J/K! Here at Bright & Beautyfull! we understand that one woman’s desperate dream is another’s too-long eyelash dilemma. No judging! And we couldn’t be happier that this betch has got lashes to die for, right? Right!

In all fairness: gunky lashes are a feckin’ drag, and I’ve got some ideas how to get around this.

>As I know the writer, and know she is so pale as to be Irish {of which descent she is, indeed}, I first suggested she eschew black for brown/black, or just brown. I know we all want big blingy lashes, but sometimes, half the battle may be fought on the field of hue and intensity. In other words, the lashes may not look so tangly if they are less dark.

>Always wipe excess product off of the applicator. You think you’re scraping enough away when you do that rubby-thing as you take out the wand, but if you are using a fat brush-y applicator, chances are good that there is even more on there, and you can do without it.

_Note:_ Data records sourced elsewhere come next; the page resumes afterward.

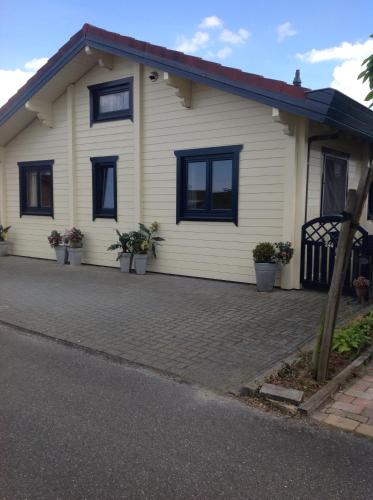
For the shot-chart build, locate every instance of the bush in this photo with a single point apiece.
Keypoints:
(264, 253)
(354, 337)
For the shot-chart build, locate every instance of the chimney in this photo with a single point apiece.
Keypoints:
(297, 81)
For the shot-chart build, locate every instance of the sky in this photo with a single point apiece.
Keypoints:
(327, 41)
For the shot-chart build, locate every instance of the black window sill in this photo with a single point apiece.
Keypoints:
(42, 214)
(105, 216)
(199, 218)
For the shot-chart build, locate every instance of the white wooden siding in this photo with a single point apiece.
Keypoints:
(217, 250)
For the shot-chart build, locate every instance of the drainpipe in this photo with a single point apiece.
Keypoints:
(327, 137)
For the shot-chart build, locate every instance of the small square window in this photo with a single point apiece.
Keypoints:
(111, 101)
(207, 184)
(104, 187)
(36, 187)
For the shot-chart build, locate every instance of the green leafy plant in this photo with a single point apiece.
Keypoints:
(284, 252)
(123, 243)
(4, 232)
(264, 253)
(355, 336)
(55, 239)
(73, 237)
(151, 241)
(361, 282)
(367, 74)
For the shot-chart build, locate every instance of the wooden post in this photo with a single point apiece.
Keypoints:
(354, 206)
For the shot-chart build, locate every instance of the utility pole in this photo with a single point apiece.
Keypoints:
(354, 206)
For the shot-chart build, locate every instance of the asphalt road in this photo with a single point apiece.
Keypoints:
(78, 426)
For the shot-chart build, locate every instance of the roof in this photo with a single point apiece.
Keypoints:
(327, 106)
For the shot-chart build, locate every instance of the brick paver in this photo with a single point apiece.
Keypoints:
(352, 407)
(214, 333)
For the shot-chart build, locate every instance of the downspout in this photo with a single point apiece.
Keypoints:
(327, 137)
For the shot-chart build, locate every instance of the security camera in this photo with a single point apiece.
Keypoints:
(153, 76)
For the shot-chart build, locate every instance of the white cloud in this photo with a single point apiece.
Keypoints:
(238, 38)
(224, 52)
(285, 30)
(191, 45)
(345, 80)
(211, 39)
(211, 22)
(341, 52)
(350, 57)
(36, 63)
(12, 79)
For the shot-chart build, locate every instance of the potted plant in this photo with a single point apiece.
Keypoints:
(142, 241)
(265, 266)
(361, 285)
(55, 241)
(125, 255)
(74, 239)
(3, 242)
(267, 257)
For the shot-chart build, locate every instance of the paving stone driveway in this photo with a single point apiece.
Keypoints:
(217, 334)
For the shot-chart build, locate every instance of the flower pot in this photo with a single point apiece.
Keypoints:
(140, 262)
(61, 254)
(75, 256)
(3, 248)
(265, 276)
(125, 262)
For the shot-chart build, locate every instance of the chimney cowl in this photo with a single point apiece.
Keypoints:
(297, 81)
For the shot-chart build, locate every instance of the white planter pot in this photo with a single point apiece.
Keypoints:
(75, 256)
(140, 262)
(3, 248)
(61, 254)
(125, 262)
(265, 276)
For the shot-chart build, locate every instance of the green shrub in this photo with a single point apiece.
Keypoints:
(354, 337)
(264, 253)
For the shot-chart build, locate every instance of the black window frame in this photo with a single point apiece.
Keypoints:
(370, 203)
(208, 155)
(114, 86)
(332, 153)
(40, 166)
(98, 162)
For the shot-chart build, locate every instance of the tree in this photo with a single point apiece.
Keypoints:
(367, 75)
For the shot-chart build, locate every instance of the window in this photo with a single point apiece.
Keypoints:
(111, 100)
(370, 203)
(104, 186)
(207, 184)
(36, 187)
(334, 185)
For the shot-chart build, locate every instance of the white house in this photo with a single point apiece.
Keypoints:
(113, 131)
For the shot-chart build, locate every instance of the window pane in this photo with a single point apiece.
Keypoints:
(334, 191)
(196, 192)
(222, 184)
(114, 102)
(46, 189)
(108, 188)
(32, 188)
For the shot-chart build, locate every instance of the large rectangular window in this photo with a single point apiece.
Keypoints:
(111, 100)
(334, 183)
(207, 184)
(104, 187)
(36, 187)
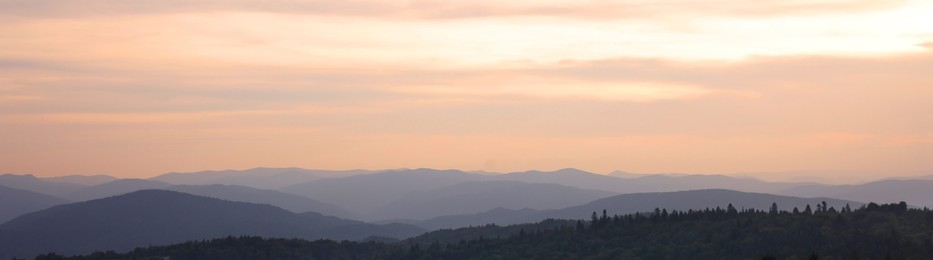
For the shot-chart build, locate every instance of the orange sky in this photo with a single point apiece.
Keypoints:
(837, 89)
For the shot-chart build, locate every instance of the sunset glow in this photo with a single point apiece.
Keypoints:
(838, 89)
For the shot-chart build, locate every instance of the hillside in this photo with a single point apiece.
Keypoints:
(31, 183)
(363, 194)
(290, 202)
(481, 196)
(875, 232)
(154, 217)
(638, 202)
(15, 202)
(918, 192)
(260, 178)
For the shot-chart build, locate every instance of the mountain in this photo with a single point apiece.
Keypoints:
(500, 216)
(290, 202)
(571, 177)
(621, 182)
(636, 202)
(625, 175)
(916, 192)
(363, 194)
(86, 180)
(694, 199)
(480, 196)
(31, 183)
(114, 188)
(661, 183)
(15, 202)
(261, 178)
(154, 217)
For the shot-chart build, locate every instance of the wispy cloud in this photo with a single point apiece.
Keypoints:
(635, 9)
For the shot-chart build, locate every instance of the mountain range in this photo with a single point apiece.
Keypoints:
(160, 217)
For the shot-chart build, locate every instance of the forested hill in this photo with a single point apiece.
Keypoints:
(889, 231)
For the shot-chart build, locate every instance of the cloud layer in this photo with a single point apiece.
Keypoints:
(137, 88)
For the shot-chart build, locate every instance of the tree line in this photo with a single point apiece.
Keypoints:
(873, 231)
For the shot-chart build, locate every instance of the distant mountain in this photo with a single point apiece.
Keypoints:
(363, 194)
(155, 217)
(86, 180)
(114, 188)
(261, 178)
(500, 216)
(625, 175)
(291, 202)
(637, 202)
(914, 192)
(15, 202)
(571, 177)
(634, 183)
(31, 183)
(481, 196)
(694, 199)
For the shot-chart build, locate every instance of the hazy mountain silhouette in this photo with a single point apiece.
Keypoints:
(31, 183)
(635, 183)
(695, 199)
(660, 183)
(363, 194)
(15, 202)
(637, 202)
(261, 178)
(495, 216)
(114, 188)
(86, 180)
(291, 202)
(915, 192)
(154, 217)
(625, 175)
(480, 196)
(571, 177)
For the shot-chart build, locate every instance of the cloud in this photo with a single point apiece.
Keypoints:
(427, 9)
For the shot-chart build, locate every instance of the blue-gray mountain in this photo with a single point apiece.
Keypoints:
(260, 178)
(916, 192)
(15, 202)
(636, 202)
(155, 217)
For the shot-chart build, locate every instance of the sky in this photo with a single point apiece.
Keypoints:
(838, 89)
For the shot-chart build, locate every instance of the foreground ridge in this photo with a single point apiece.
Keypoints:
(871, 232)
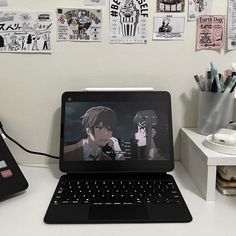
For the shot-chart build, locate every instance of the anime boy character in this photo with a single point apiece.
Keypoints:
(98, 123)
(145, 122)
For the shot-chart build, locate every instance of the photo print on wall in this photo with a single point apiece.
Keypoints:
(128, 21)
(25, 32)
(79, 24)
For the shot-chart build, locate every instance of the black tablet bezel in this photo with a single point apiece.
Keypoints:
(117, 166)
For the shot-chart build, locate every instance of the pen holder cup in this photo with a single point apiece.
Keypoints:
(215, 111)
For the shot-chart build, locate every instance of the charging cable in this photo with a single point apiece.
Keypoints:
(25, 149)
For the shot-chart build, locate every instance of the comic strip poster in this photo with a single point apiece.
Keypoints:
(168, 28)
(79, 24)
(3, 3)
(128, 21)
(198, 8)
(94, 2)
(170, 5)
(232, 25)
(25, 32)
(210, 32)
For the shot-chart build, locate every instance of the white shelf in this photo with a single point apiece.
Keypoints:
(212, 157)
(201, 162)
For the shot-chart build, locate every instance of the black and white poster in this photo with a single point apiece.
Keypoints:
(128, 21)
(79, 24)
(170, 5)
(25, 32)
(168, 28)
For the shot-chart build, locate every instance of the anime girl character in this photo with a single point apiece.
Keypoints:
(98, 123)
(145, 123)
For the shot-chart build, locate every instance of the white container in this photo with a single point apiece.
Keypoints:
(215, 111)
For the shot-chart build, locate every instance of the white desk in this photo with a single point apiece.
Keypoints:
(201, 162)
(23, 214)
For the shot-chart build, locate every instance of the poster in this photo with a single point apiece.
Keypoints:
(128, 21)
(170, 5)
(210, 32)
(3, 3)
(197, 8)
(79, 24)
(94, 2)
(232, 25)
(25, 32)
(168, 28)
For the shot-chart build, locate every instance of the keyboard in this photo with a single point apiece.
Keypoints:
(116, 192)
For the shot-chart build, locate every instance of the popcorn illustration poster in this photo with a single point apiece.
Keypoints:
(25, 32)
(79, 24)
(128, 21)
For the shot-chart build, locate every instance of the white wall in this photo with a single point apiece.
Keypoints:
(31, 85)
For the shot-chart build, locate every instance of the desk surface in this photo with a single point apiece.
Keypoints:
(23, 214)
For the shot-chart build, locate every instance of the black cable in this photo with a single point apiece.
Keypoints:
(25, 149)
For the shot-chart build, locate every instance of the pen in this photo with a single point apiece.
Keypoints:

>Less is more if your lashes are tangling, so several very, very — very — light coats are far more effective and manageable than one heavy coat. This is actually not obvious! One may presume that several coats are apt to create an even snarlier sitch, but that’s what that lash comb is for. Much easier to tease out the lashes when the layers are light.

>Get rid of the fat brush-y applicator altogether, and buy a brand that comes with one of those spiky applicators. I know, they are scary looking, but I have become a staunch supporter. My personal faves are benefit They’re Real and Lancôme Ocillation Vibrating Infinite Mascara — I don’t use the vibrate function on the latter, as it makes my nose itch, and it really doesn’t do squat, anyway. Also, L’Oréal make Paris Telescopic Explosion Mascara, which is the silliest name ever, and the wand is the freakiest {look!}, but this separates lashes likes nobody’s business.

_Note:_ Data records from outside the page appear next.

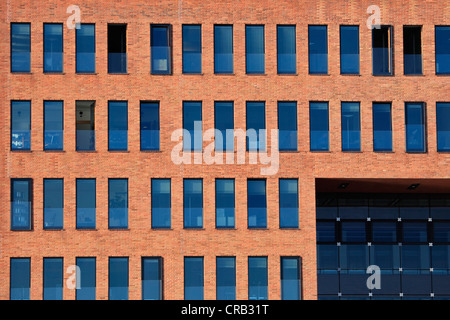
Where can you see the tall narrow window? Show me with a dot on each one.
(382, 127)
(20, 47)
(382, 51)
(161, 204)
(254, 49)
(21, 204)
(349, 49)
(85, 48)
(223, 49)
(286, 50)
(53, 47)
(20, 125)
(192, 49)
(117, 48)
(319, 126)
(53, 203)
(415, 127)
(318, 49)
(351, 126)
(53, 125)
(161, 49)
(117, 125)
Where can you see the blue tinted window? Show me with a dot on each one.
(349, 49)
(256, 126)
(318, 49)
(161, 203)
(254, 49)
(20, 47)
(382, 127)
(288, 203)
(117, 125)
(20, 125)
(256, 204)
(193, 203)
(319, 126)
(87, 280)
(192, 49)
(86, 203)
(287, 126)
(193, 278)
(118, 203)
(85, 48)
(351, 126)
(226, 278)
(53, 278)
(20, 279)
(286, 50)
(21, 204)
(152, 278)
(223, 49)
(118, 278)
(415, 127)
(257, 278)
(53, 47)
(53, 203)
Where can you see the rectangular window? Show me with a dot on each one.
(382, 51)
(87, 280)
(382, 127)
(193, 203)
(53, 203)
(224, 125)
(288, 203)
(53, 125)
(117, 125)
(351, 126)
(223, 49)
(53, 47)
(21, 204)
(443, 126)
(286, 50)
(86, 204)
(118, 203)
(193, 278)
(349, 36)
(319, 126)
(290, 278)
(318, 49)
(257, 278)
(192, 49)
(85, 48)
(53, 278)
(226, 278)
(256, 204)
(415, 127)
(20, 47)
(192, 125)
(20, 125)
(20, 274)
(412, 49)
(442, 39)
(287, 126)
(161, 204)
(152, 286)
(118, 278)
(161, 49)
(85, 124)
(117, 48)
(225, 203)
(254, 50)
(149, 126)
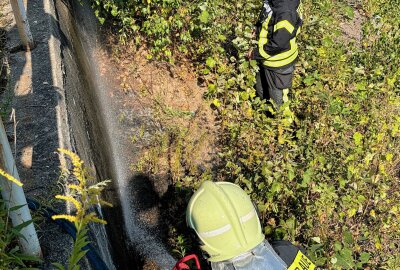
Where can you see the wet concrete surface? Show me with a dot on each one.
(94, 107)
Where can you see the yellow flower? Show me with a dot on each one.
(10, 178)
(77, 204)
(67, 217)
(76, 187)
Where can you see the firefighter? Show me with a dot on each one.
(227, 224)
(276, 30)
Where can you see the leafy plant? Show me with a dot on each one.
(11, 256)
(325, 166)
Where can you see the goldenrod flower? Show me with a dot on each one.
(102, 202)
(98, 220)
(77, 204)
(10, 178)
(67, 217)
(76, 187)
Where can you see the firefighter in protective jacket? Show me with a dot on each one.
(227, 224)
(276, 29)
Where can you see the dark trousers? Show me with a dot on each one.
(271, 83)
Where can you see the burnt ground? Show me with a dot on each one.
(33, 95)
(176, 138)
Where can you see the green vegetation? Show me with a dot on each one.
(324, 170)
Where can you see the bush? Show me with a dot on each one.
(324, 170)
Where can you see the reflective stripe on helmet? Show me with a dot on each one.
(284, 24)
(264, 38)
(216, 232)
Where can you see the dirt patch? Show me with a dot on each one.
(352, 29)
(174, 99)
(175, 134)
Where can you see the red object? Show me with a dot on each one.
(181, 264)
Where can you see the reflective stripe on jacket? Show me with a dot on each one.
(277, 27)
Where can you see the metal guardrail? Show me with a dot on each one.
(14, 197)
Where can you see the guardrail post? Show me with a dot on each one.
(22, 23)
(13, 195)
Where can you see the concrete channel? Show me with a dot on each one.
(103, 141)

>Finally, I would recommend trying something like ELF‘s Lash & Brow Clear Mascara. It costs one single dollar, and it may allow Reader’s lashes to be defined without colour, and without colourful clumps. I’d also try it as a primer. Brush it on, let it dry, comb it out, and apply the other mascara.

I’ve got photos, but not to hand, as I coming to you live! from Deandgrange Public Library {and only because I wanted to go to Lidl}, so I’ll wait ’til Dear Reader gets back to me with a progress report!

On Trial: Maybelline SuperStay 10H Tint Gloss

Tint Gloss? This means a tint, i.e., lip stain that is also glossy.

I have long wished for a lip product that lasts without extracting every ounce of moisture from the lip.

Oh, I’ve tried them all, and all have involved the application of the colour, and then that of a moisturising top coat, which hydrates for about a second and then you’re left with a colourful, but markedly dry kisser.

They have all claimed to last through drinking, eating, and nucelar holocaust, and: no, not really. You do end up with a nasty ring of colour round your gob, and that’s the thing that lasts for days.

Maybelline aren’t claiming that their 10H Tint Gloss will survive a six-course meal and a few nights in an bomb shelter, but they are promising almost half a day of glossy long-lastingness.

I’ve got a night of eating, drinking, talking and laughing ahead of me, so we’ll give this a go. Pictured here is Lasting Pink, which is actually red, which is fine by me — but if you were wanting pink, I’d say you’d be annoyed. There’s a Forver Fuchsia that may be closer to the mark, but I haven’t got that one to test.

I do like the look of the applicator!

Plus, at €11.49/£6.99/$8.99, if this works, it’ll be cheaper than the department brands that make similar claims.